Soudain, droit devant eux, un homme surgit de nulle part. Il se montrait délibérément. Debout, il se détachait sur le ciel, un épieu dans la main droite. Ses vêtements étaient recouverts de feuilles entrelacées et son visage peint en vert. Temür n’avait jamais vu cette sorte de camouflage.

 

Volpié avait observé la progression des intrus toute la matinée. C’était facile ; dans ce paysage dégagé, le moindre mouvement se voyait des lieux à la ronde. Immobile derrière des buissons de sauge et d’armoise, Volpié se fondait si bien dans la végétation que même s’ils avaient regardé, ils ne l’auraient pas vu. Son peuple possédait à fond l’art du camouflage.
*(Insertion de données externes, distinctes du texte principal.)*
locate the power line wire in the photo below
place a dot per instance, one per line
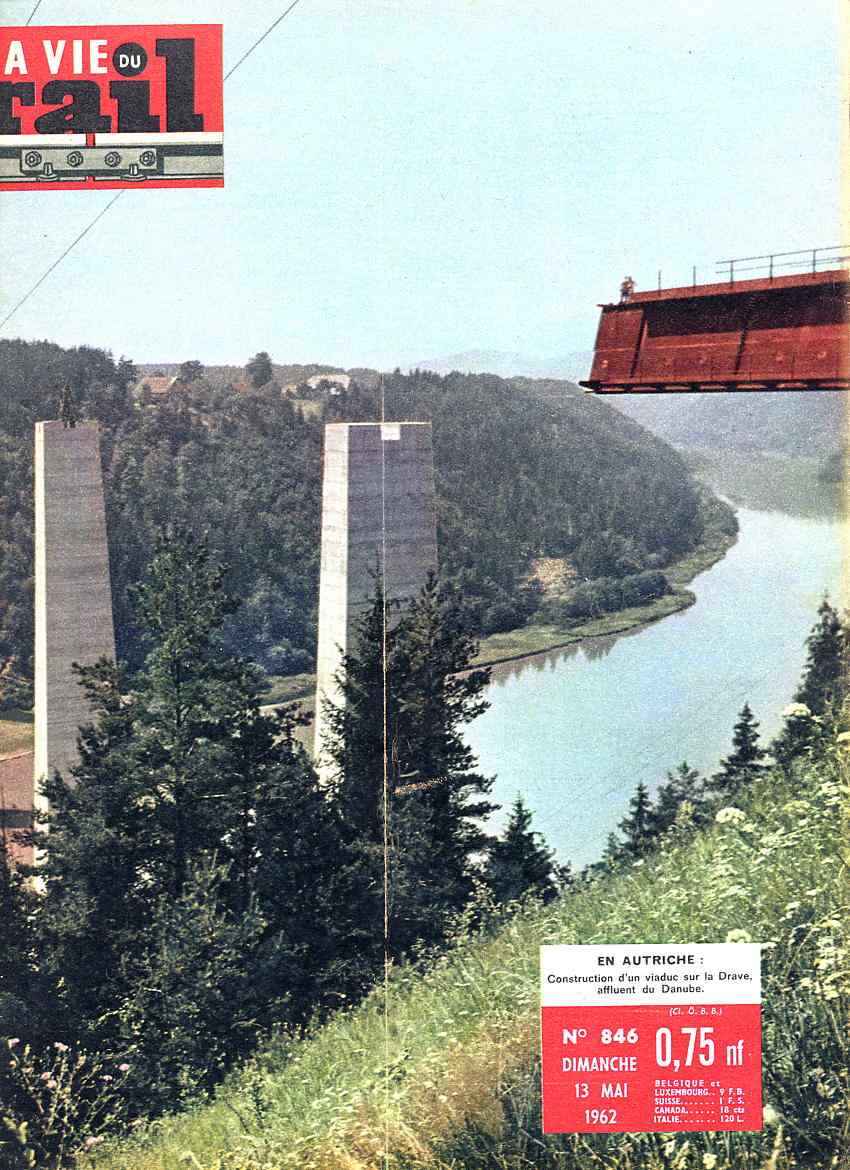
(56, 262)
(111, 202)
(260, 39)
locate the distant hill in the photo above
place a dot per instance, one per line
(801, 424)
(495, 362)
(221, 374)
(569, 366)
(525, 469)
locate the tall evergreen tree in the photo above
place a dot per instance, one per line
(180, 772)
(260, 369)
(519, 862)
(406, 693)
(744, 764)
(681, 785)
(824, 680)
(637, 825)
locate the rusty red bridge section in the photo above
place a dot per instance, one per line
(769, 334)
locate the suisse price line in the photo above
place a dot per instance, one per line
(651, 1039)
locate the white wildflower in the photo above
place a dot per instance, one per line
(729, 816)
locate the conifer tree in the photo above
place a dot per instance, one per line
(681, 785)
(824, 675)
(184, 770)
(744, 764)
(406, 693)
(519, 862)
(637, 825)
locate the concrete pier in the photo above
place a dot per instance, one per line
(73, 597)
(378, 520)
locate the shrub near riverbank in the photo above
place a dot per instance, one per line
(457, 1086)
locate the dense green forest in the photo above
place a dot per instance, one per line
(165, 948)
(793, 422)
(523, 469)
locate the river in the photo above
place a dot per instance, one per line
(574, 730)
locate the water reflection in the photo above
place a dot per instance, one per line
(575, 729)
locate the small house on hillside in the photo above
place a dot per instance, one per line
(152, 386)
(337, 382)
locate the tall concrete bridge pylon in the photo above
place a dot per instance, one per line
(73, 594)
(378, 518)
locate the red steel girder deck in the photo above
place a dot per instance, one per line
(772, 334)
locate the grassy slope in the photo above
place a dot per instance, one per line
(453, 1085)
(15, 731)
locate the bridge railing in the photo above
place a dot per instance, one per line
(810, 260)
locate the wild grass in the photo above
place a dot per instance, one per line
(15, 733)
(447, 1079)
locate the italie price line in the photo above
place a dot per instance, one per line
(645, 1064)
(651, 1068)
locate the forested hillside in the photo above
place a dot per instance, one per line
(523, 469)
(794, 424)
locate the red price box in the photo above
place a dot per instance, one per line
(655, 1039)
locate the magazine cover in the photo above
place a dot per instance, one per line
(424, 730)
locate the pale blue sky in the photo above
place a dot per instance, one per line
(444, 176)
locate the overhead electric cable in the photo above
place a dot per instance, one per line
(261, 39)
(111, 202)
Les intrus ne s’affolaient pas. Même quand ils avaient compris que des hommes les attendaient dans les collines, ils s’étaient resserrés en bon ordre, les femmes au milieu, en tenant à la main un curieux bâton. Pourquoi ne couraient-ils pas ? Qu’est-ce qui les rendait si confiants ? La réponse résidait peut-être dans ces bâtons. Il y avait une magie dans cette arme. Le neveu du beau-frère de la première femme de Volpié racontait que des hommes-chouettes avaient des baguettes propulsant des sagaies deux fois plus loin que ne l’aurait fait un homme très vigoureux. Vantardise de jeune homme ? Quoi qu'il en soit, les intrus ne ressemblaient pas à des hommes-chouettes. C’étaient des hommes ordinaires. Volpié se sentait néanmoins nerveux. Il n’avait pas envie d’affronter des hommes qui possédaient de telles armes. Pourtant, et c’était là le problème, un chef ne pouvait reculer sans perdre la face devant son peuple.

Volpié sentait les jeunes s’impatienter à l’orée du bois, il sentait monter leur colère à mesure que les étrangers s’enfonçaient à l’intérieur de leur territoire. Il fallait prendre une décision.